BAL HARBOUR, FLA. — Infections are a major cause of emergencies in pediatric dermatology, Howard Pride, M.D., said at the annual Masters of Pediatrics Conference sponsored by the University of Miami.
Though rare, such conditions must be kept in mind to ensure prompt diagnosis and appropriate treatment. Staphylococcal scalded skin syndrome, for example, is often thought to be a nondeadly disease, but it is associated with a mortality of up to 7%, particularly in the very young and should be identified early, said Dr. Pride, a pediatric dermatologist at Geisinger Medical Center, Danville, Pa.
The disease presents with a scarlet fever-like rash, usually beginning around the lips and nose and then becoming more generalized with flexural accentuation in the groin area; it may involve superficial bullae that rapidly denude and leave large areas of raw, red, moist skin that appears scalded. It typically occurs in children younger than 5 years.
Onset is abrupt and includes irritability, malaise, fever, and extreme pain. In fact, pain is often the dominant symptom, Dr. Pride noted.

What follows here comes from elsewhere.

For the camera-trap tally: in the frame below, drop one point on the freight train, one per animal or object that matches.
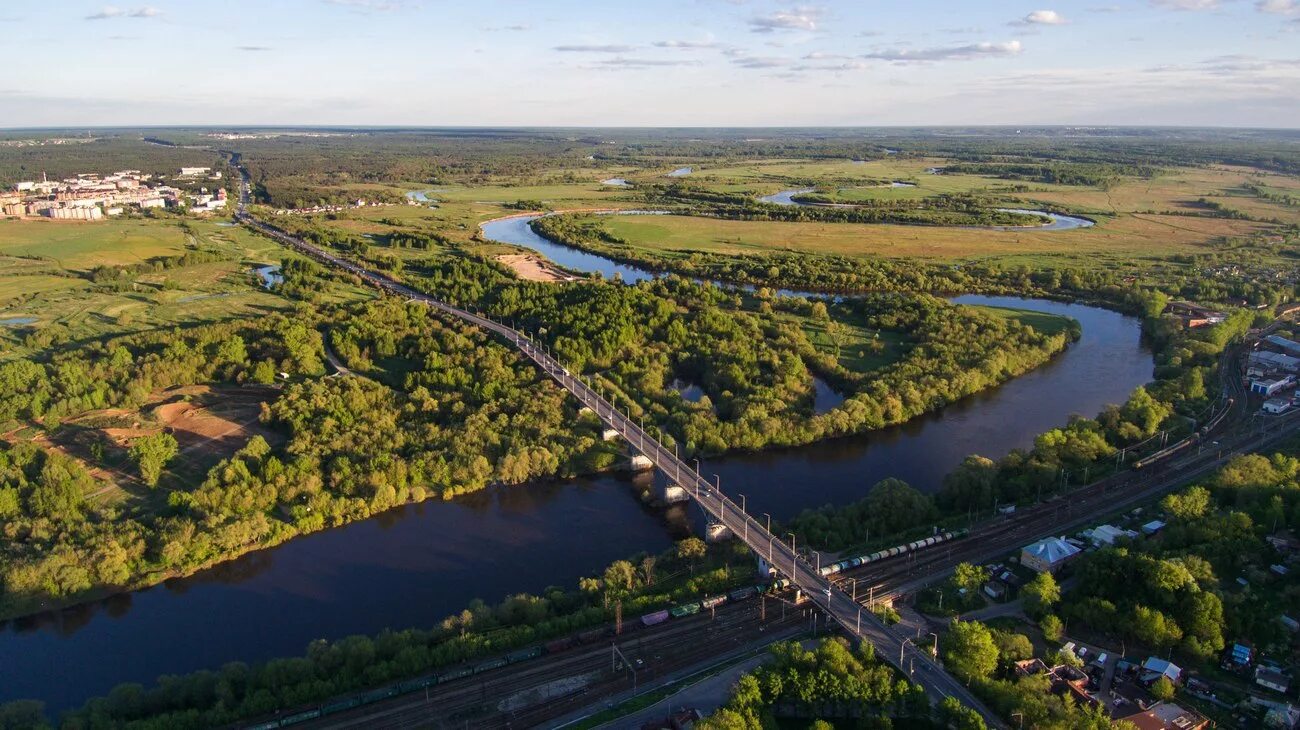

Staphylococcus aureus is the associated pathogen, but exfoliative toxins A and B, either of which is released at the infection site and spreads hematogenously, are the cause of the lesions. Therefore, cultures of the blisters are not useful.
The diagnosis is typically made clinically; there is little in the way of diagnostic testing for scalded skin syndrome. Biopsies or cultures of the eyes, nose, or pharynx can be performed, but Dr. Pride said he biopsies only on rare occasions.
For the most part, diagnosis is based on clinical intuition. However, for a rapid diagnosis and to differentiate this from toxic epidermal necrolysis, a snap frozen section can be performed.
Care for staphylococcal scalded skin syndrome is mostly supportive; skin care includes application of emollients, such as a petrolatum ointment. Mupirocin is not necessary since staphylococcus is not the direct cause of the skin lesions.
Strict attention to fluids and electrolytes is important, as is maintenance of body temperature. Antibiotic treatment against staphylococcus is useful, but a few articles have shown that some cases in adults have been associated with methicillin-resistant Staphylococcus aureus, so keep this in mind when considering antibiotic coverage, Dr. Pride advised.
“But the best thing we can do for these patients is control pain, because they are absolutely miserable,” he said.
Other pediatric emergencies that Dr. Pride discussed include:
▸ Ecthyma gangrenosum. Lesions associated with this condition, which almost always occurs in the setting of immunocompromise, have a central hemorrhage with a purplish halo. They may have a punched-out ulcer appearance with a necrotic base and black eschar. They commonly occur in patients undergoing chemotherapy, and Pseudomonas aeruginosa is usually the culprit, Dr. Pride said. But other organisms, such as herpes simplex, S. aureus, and species of Klebsiella, Neisseria, and Candida may be involved.
“But when you think about empirical coverage [P. aeruginosa] is the organism you really want to be covering,” he said.
The diagnosis is usually made clinically, and supportive measures along with a broad-spectrum antibiotic should be initiated to ensure coverage while awaiting culture or biopsy results. Aspiration or drainage of lesions should be performed as necessary.
▸ Meningococcemia. This is a scary and sometimes rapidly progressing disease that also requires quick action. Presentation includes high fever, headache, nausea, diarrhea, and a petechial rash of the skin and mucous membranes. The fulminant form presents with massive skin and mucosal hemorrhage, shock, and rapid death. Peripheral gangrene can occur.
Rapid antigen tests exist, but specificity is not very high, so the diagnosis should be made clinically, and treatment should be initiated quickly in an intensive care unit. Penicillin remains the treatment of choice for this condition, and supportive care and skin care with mupirocin are useful. Prophylaxis of patient contacts is imperative, he said.
▸ Rocky mountain spotted fever. The peak incidence of this often tick-borne illness, which generally occurs in the southeastern and south central United States in early summer, is in children 5–9 years old. They present with sudden severe headache, malaise, myalgia, arthralgia, anorexia, photophobia, chills, and fever. Hypotension also can occur.
A rash, which progresses centrally and mostly affects the extremities, occurs on the fourth day of illness in about 90% of patients. Early in the course of illness, the rash appears with small discrete red blanching macules, which later become papules with a dark hue. The extremities have a nonpitted edematous characteristic, and in young children the rash may occur periorbitally.
About 80% of patients report a recent tick bite.